WATERVILLE – For sale: more than 30,000 laptops. Gently used? Well, not exactly. But the price is hard to beat.
Maine’s seventh- and eighth-graders are getting new Apple laptop computers this fall. That leaves about 30,000 old Apple iBooks, and schools are being given the opportunity to purchase them at a bargain price of $48 apiece.
At that price, some school districts can’t resist paying to keep the old ones even though they’re getting new ones this fall.
More than 36,000 Apple iBooks were deployed to all 241 public middle schools in 2002 and 2003. The program is continuing with new laptops this fall, and high schools are being encouraged to buy into the program, as well.

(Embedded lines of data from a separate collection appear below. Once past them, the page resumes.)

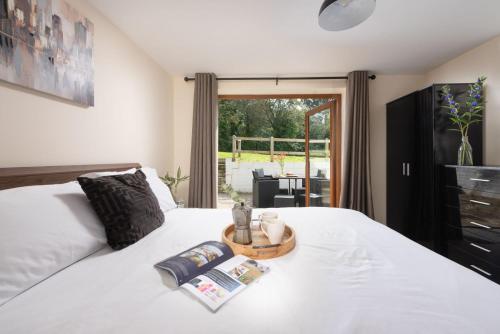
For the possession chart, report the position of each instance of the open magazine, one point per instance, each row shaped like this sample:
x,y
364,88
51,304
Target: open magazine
x,y
212,273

Most schools are choosing to pay to keep the old laptops, although they’re under no obligation to do so, said Heather Hamlin of the Maine Learning Technology Initiative, which launched the first-in-the-nation laptop initiative in 2002.
Waterville, which has 364 iBooks at the Waterville Junior High School, is opting to keep the old computers.
“They are four years older, half of them, and a little slow,” Waterville technology director Stephen Smith said, “but they are still functional and for $48 apiece they are a good investment.”
James Jurdak, business manager for Augusta Public Schools, agrees. “We think it is a good deal,” he said.
But educators are realistic about what they’re getting.
A 3- to 4-year-old laptop that has been used daily is bound to be in less than pristine condition, according to Dave Person, a technology specialist in Skowhegan-based School Administrative District 54.
“It sounds like a great deal at $48 but these computers have been used hard,” he said.
Nonetheless, SAD 54 also has elected to purchase the laptops.
Schools are still trying to figure out what to do with the computers. One option is to offer them to families of students. Another possibility is to distribute them to other students in the school system.
Augusta public schools has opted to distribute the iBooks to the city’s four public elementary schools.
Person said he knows of parents and students who would like to buy the laptops. He said the school district already has a program for supplying old or donated computers to low-income families.